Le Magazine
Bold#53
CRISE DE PASSÉISME AIGUË
J’ai longtemps redouté le jour où j’allais commencer à regretter le passé. Par peur de me dire
que j’étais en train de vieillir, mais aussi par crainte de céder à la tentation du « C’était mieux avant ».
Petite phrase que nous avons tous entendue au moins une fois de la part de nos parents
ou grands-parents, et en face de laquelle nous réagissions avec un peu de condescendance,
nous muant alors en progressistes du dimanche devant ces vieux conservateurs has been. Chaque
génération voit naturellement la période de son enfance et de son adolescence comme une sorte de
madeleine de Proust. Pour la plupart d’entre nous, c’est une période d’insouciance qui explique, en
partie, l’attachement que nous éprouvons à l’égard de l’imagerie que nous gardons de ces instants.

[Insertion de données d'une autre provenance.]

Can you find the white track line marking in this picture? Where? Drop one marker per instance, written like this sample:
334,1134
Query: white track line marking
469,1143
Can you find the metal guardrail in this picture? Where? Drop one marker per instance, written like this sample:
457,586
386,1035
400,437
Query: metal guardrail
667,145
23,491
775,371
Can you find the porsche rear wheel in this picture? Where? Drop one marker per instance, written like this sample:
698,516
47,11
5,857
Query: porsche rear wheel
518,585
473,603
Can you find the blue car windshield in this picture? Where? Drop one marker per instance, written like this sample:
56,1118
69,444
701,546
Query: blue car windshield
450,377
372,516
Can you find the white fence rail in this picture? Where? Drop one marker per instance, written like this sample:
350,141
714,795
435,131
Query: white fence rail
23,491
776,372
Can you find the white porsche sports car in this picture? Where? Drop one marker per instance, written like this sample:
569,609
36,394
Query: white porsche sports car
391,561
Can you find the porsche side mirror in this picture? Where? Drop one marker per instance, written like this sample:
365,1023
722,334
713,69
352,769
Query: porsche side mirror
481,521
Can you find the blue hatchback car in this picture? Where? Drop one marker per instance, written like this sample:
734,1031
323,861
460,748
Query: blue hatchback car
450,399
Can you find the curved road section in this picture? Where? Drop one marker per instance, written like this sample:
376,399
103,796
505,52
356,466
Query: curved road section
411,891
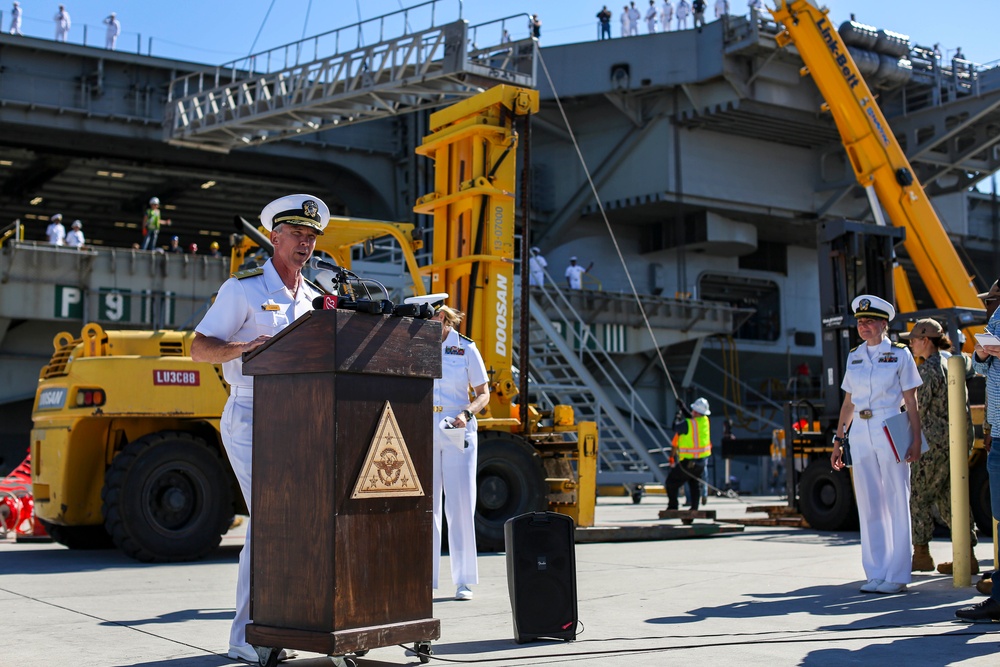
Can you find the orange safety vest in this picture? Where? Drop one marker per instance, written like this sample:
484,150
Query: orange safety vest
696,443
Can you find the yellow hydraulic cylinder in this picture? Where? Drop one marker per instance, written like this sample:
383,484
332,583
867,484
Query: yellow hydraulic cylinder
961,549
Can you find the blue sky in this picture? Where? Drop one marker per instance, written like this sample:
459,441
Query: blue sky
216,31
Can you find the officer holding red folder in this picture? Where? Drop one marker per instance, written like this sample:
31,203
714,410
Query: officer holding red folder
881,377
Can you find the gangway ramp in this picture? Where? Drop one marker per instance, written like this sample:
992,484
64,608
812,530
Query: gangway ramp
334,79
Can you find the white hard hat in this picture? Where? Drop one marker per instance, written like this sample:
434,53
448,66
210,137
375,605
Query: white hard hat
701,406
300,209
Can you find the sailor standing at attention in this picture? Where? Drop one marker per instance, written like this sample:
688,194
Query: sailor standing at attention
881,377
250,308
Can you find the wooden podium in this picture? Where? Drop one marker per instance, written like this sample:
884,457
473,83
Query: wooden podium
341,498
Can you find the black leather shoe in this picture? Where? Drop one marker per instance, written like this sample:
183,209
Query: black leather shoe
986,611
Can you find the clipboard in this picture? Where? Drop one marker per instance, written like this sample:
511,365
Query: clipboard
987,339
899,434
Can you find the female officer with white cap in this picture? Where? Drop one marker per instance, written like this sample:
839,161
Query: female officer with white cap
250,308
455,467
881,376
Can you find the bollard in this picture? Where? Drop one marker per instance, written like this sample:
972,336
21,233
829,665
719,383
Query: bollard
961,549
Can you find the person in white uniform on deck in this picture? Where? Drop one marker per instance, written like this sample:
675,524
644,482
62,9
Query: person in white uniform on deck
881,377
15,19
651,17
55,232
666,15
114,29
455,467
250,308
62,24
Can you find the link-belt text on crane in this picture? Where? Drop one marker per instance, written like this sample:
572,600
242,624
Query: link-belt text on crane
840,58
500,335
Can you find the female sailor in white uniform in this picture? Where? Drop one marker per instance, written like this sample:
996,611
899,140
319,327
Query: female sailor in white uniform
881,376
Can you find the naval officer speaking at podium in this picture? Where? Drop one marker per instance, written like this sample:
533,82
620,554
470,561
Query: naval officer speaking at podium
881,376
250,308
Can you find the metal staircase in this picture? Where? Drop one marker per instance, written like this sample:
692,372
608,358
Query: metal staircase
334,79
569,366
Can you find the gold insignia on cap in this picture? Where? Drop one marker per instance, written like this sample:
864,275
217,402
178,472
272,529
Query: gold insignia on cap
388,469
310,209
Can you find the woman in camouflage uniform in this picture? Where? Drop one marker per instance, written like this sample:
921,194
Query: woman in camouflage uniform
930,476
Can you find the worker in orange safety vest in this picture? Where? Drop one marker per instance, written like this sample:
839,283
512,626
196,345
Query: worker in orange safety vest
692,446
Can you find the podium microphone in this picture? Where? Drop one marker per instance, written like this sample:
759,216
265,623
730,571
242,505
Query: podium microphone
325,302
323,265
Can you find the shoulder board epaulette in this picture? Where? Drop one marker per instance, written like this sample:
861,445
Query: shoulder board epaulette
248,273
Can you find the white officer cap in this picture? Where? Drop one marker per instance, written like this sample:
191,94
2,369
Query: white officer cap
301,209
434,300
867,305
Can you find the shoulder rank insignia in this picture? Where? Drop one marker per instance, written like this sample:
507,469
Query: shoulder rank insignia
248,273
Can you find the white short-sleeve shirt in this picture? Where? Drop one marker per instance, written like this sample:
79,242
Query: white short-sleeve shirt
246,308
879,383
461,367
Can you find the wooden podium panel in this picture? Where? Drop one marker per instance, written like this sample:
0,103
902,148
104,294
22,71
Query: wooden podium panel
332,573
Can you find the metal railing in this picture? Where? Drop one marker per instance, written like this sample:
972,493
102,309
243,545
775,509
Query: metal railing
310,49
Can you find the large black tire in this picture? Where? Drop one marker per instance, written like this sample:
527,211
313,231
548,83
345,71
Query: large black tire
511,481
167,498
979,498
826,498
79,537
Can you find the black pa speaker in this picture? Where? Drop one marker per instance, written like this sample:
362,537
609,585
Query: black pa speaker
541,575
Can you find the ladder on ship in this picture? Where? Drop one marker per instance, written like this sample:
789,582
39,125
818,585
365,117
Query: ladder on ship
335,79
569,366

Au moment où j’écris ces lignes, nous sommes en plein préparatifs de notre Summer Party
Vol.2, une soirée placée sous le signe des nineties. Voici donc, pour moi, le moment de me
laisser envahir par la nostalgie. La trentaine approchant à grands pas – cette année pour
être honnête –, je me retrouve dans la peau de ceux à qui j’ai pu reprocher une mélancolie
du présent. Comme certains d’entre vous, j’ai grandi dans les années 90, une époque qui
a notamment marqué l’appropriation par tous d’une culture profondément pop, en même
temps qu’un désir partagé de simplicité. Au temps de Friends, de l’explosion de la pop indé,
de la démocratisation du rap ou encore des facéties de Tarantino – on pourrait évidemment
continuer à faire une page entière de références aux nineties –, notre consommation
des plaisirs de la vie n’était en effet pas aussi frénétique qu’à l’heure actuelle.

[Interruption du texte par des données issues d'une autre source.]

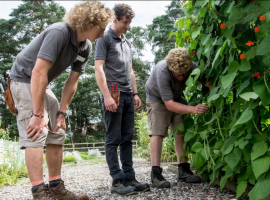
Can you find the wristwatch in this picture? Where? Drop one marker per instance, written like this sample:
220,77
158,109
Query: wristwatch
135,94
61,113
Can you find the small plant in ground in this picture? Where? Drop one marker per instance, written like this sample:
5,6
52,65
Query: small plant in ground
69,158
12,166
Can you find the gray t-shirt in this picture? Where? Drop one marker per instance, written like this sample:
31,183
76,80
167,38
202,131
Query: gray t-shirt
116,53
57,44
162,86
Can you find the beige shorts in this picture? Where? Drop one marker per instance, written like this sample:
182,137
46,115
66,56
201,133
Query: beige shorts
160,119
21,93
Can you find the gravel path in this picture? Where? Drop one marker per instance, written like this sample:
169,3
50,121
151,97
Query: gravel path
95,181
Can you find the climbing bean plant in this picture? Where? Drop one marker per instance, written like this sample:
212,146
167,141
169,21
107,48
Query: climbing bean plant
231,42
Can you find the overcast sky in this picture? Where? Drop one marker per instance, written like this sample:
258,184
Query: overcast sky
145,12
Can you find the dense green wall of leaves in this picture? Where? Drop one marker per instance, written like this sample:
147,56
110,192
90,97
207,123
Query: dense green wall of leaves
230,40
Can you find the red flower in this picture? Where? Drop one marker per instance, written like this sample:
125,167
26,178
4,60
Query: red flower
262,18
257,29
257,76
249,43
242,56
222,26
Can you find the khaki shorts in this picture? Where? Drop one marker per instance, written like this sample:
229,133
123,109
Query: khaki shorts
160,119
21,93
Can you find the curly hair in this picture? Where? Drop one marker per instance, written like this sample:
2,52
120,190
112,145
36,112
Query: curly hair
178,60
87,15
122,10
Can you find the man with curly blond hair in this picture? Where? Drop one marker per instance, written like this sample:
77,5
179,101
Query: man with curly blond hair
40,119
113,68
165,105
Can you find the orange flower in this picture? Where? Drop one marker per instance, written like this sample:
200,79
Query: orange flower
242,56
222,26
257,29
249,43
262,18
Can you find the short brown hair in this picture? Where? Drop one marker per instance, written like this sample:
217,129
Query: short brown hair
87,15
122,10
178,60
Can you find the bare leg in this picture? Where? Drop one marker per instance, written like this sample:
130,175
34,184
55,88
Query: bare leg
155,149
54,155
34,163
178,143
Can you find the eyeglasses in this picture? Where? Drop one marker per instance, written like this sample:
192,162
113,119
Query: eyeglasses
179,75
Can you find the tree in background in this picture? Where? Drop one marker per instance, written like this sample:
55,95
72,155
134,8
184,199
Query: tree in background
160,29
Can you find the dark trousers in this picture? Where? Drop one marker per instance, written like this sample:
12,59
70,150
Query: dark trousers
119,132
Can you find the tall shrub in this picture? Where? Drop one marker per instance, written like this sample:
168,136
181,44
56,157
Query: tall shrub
230,40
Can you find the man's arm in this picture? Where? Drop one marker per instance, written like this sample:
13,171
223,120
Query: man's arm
39,82
102,84
68,92
137,99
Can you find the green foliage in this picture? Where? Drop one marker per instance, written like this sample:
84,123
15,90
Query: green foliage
69,158
161,27
230,40
12,166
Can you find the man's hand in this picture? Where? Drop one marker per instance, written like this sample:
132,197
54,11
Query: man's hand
200,109
110,104
35,127
60,123
137,101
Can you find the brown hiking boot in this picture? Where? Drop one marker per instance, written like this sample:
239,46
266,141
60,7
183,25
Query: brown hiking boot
61,193
43,193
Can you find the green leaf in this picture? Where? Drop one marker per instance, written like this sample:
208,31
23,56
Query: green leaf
241,188
171,34
260,165
230,7
265,4
227,80
223,182
249,95
188,136
245,65
243,86
198,161
263,48
216,57
222,48
218,144
260,190
213,98
251,53
258,150
228,145
243,144
245,117
260,88
196,147
195,34
233,158
267,16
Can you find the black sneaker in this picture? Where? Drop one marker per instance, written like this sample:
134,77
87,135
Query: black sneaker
158,181
119,187
139,186
186,175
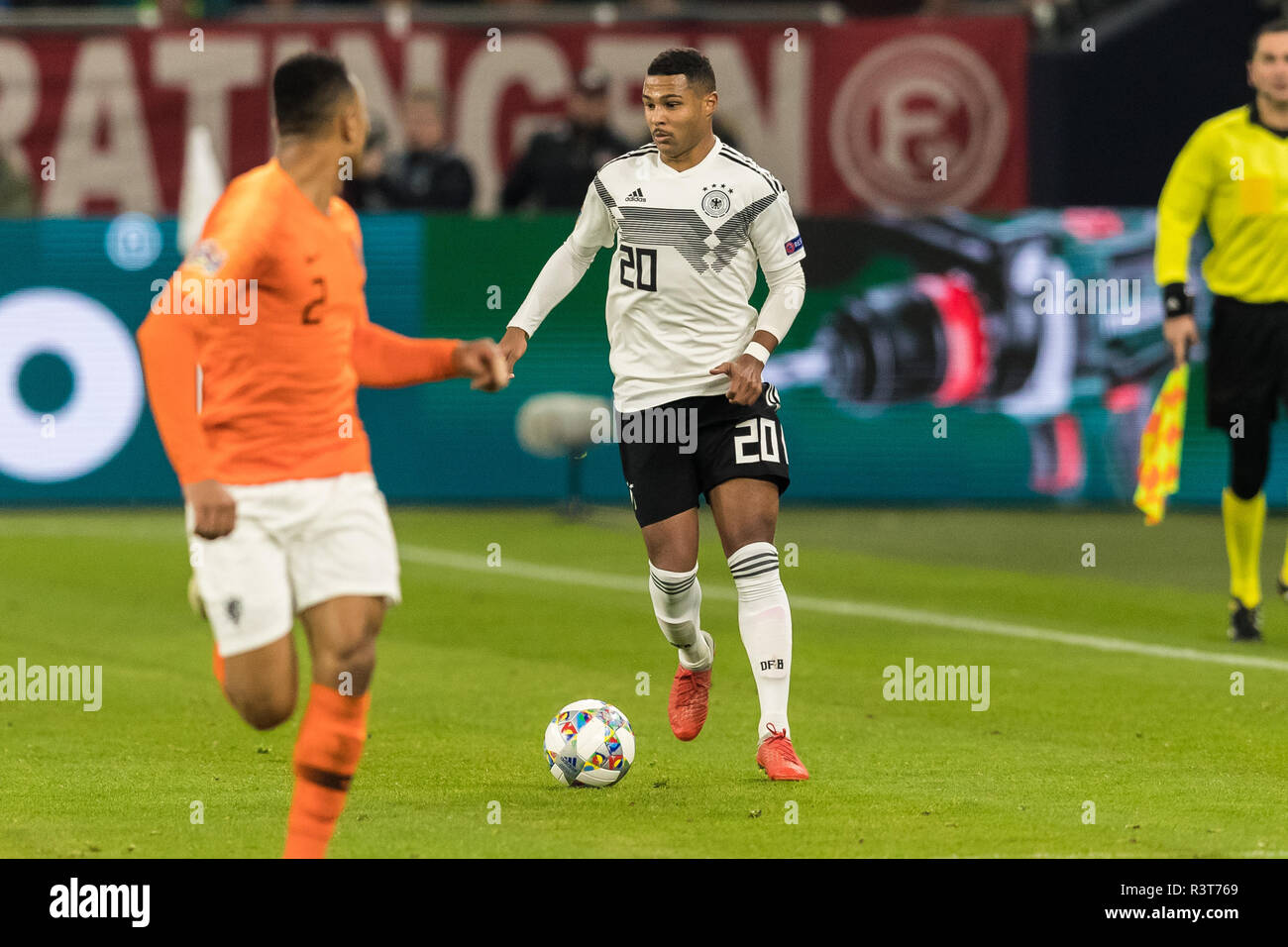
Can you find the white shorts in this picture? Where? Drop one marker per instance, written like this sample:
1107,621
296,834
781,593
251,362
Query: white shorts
295,544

Les baladeurs CD déformaient les poches de nos vestes en jeans, à force d’écouter en boucle
les albums des Spice Girls – oui j’assume parfaitement cette référence musicale – et nos VHS ne
passaient plus après notre enregistrement de Retour vers le Futur par-dessus l’enregistrement
d’un enregistrement… Alors évidemment, personne aujourd’hui ne va se plaindre d’avoir accès
à des dizaines de milliers de titres en streaming sur son smartphone, ou d’avoir la possibilité de
mater des centaines de films et séries sur Netflix. Seulement voilà, le plaisir est-il le même dans
une démarche où la surconsommation des biens culturels est devenue une norme ? La culture
n’est évidemment pas la seule concernée. Comment ne pas évoquer également notre rapport à
l’amour et ces applications qui nous permettent de choisir nos relations comme sur un catalogue
Ikea. Ou encore la profusion de vidéos dispo’ sur Pornhub et autres plateformes bien connues,
qui font le plaisir des amateurs du genre. Il est en effet bien loin le temps où La Redoute
et Les 3 Suisses constituaient un objet de fantasme pour la plupart des mecs de ma génération.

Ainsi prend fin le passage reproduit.